Gaurav

Posted on Jun 8, 2020

What's inside a container?

#docker #linux #container #kubernetes

Hi People
This is my first post on Dev.to
Nowadays everyone is using containerized solution for CI/CD.
I always wonder what makes a container to run in a host machine as a separate process/CPU/memory all along.

So here are some of my findings:

Processes

Containers are just normal Linux Processes with additional configuration applied. Launch the following Redis container so we can see what is happening under the covers.

 docker run -d --name=db redis:alpine

The Docker container launches a process called redis-server. From the host, we can view all the processes running, including those started by Docker.

ps aux | grep redis-server

Docker can help us identify information about the process including the PID (Process ID) and PPID (Parent Process ID) via

docker top db

Who is the PPID? Use

ps aux | grep <ppid>

to find the parent process. Likely to be Containerd.

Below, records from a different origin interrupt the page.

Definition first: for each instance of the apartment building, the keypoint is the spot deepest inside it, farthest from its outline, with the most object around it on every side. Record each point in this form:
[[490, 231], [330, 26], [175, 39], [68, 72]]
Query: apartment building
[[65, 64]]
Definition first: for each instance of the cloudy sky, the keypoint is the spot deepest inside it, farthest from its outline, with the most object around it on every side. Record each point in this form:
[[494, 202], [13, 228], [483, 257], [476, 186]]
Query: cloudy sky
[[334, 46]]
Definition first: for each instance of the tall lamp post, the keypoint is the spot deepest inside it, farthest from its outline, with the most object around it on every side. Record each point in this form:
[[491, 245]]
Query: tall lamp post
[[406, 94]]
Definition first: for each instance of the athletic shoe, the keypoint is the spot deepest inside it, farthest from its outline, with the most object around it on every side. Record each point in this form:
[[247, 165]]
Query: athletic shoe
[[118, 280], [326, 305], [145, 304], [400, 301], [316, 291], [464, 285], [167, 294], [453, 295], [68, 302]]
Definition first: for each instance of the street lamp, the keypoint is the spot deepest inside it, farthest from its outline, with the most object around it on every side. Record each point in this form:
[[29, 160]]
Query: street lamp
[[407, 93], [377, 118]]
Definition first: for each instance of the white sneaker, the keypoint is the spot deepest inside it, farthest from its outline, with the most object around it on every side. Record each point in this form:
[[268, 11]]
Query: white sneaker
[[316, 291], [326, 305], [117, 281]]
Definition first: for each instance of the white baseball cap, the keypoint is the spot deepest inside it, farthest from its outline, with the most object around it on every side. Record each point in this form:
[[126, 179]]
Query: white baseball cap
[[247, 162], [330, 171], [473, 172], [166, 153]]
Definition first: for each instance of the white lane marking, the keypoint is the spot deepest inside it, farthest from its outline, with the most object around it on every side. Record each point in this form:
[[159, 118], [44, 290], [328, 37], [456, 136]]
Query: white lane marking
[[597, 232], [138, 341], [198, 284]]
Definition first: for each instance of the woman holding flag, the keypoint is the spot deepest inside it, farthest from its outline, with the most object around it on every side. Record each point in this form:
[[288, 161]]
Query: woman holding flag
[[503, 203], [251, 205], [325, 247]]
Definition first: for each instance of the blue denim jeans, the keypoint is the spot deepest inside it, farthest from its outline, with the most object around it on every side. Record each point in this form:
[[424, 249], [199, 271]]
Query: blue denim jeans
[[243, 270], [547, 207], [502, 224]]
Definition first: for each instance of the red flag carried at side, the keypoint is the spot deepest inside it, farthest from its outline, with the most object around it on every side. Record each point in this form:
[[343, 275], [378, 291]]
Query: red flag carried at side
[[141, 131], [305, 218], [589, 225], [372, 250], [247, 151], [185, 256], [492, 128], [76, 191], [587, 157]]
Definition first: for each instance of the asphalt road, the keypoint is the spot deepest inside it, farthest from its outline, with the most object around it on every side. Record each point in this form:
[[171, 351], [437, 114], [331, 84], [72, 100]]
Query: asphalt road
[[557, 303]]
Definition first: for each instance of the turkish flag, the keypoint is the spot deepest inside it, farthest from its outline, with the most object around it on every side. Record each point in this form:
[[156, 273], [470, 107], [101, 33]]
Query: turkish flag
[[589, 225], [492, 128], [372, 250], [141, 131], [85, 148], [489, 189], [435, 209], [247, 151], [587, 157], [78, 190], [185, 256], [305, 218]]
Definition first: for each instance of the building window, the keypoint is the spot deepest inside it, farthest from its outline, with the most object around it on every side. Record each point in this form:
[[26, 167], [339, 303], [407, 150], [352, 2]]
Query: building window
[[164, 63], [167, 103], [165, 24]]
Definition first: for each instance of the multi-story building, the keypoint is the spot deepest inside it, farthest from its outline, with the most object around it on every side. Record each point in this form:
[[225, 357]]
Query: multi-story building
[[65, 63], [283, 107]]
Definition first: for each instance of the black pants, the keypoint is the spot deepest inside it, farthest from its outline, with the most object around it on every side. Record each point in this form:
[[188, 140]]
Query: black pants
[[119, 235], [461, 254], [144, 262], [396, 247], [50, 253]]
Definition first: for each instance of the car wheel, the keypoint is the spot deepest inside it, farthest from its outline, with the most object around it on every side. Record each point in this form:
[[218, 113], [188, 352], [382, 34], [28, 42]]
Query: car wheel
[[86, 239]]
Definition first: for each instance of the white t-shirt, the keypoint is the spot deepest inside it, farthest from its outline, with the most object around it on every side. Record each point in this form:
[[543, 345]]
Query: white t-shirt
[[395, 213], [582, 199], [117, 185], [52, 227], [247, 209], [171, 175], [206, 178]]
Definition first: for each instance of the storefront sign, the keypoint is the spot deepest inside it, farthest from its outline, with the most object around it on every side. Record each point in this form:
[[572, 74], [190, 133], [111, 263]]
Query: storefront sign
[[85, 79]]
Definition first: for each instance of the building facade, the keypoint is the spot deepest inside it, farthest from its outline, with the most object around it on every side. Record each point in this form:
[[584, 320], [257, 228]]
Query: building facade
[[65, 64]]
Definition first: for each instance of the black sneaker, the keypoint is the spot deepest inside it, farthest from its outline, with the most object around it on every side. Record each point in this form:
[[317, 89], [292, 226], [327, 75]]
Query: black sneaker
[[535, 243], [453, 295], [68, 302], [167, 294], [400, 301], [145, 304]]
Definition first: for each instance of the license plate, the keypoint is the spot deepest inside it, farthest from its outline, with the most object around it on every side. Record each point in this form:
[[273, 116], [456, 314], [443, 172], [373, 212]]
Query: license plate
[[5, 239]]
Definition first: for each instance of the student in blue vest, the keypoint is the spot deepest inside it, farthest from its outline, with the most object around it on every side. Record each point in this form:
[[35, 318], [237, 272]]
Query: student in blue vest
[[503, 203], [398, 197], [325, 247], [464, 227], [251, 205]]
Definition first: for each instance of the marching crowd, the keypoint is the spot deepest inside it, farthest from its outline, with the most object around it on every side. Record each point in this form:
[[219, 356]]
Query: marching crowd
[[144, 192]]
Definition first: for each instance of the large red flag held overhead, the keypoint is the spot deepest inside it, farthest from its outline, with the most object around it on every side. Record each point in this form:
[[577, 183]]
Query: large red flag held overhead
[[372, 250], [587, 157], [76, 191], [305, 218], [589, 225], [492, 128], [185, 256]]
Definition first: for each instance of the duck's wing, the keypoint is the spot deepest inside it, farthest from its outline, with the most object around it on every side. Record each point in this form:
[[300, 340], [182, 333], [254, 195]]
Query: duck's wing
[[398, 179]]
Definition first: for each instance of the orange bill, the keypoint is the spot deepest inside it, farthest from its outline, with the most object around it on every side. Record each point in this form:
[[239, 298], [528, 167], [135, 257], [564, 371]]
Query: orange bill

The command pstree will list all of the sub processes. See the Docker process tree using

pstree -c -p -A $(pgrep dockerd)

As you can see, from the viewpoint of Linux, these are standard processes and have the same properties as other processes on our system.

Process Directory

Linux is just a series of magic files and contents, this makes it fun to explore and navigate to see what is happening under the covers, and in some cases, change the contents to see the results.

The configuration for each process is defined within the /proc directory. If you know the process ID, then you can identify the configuration directory.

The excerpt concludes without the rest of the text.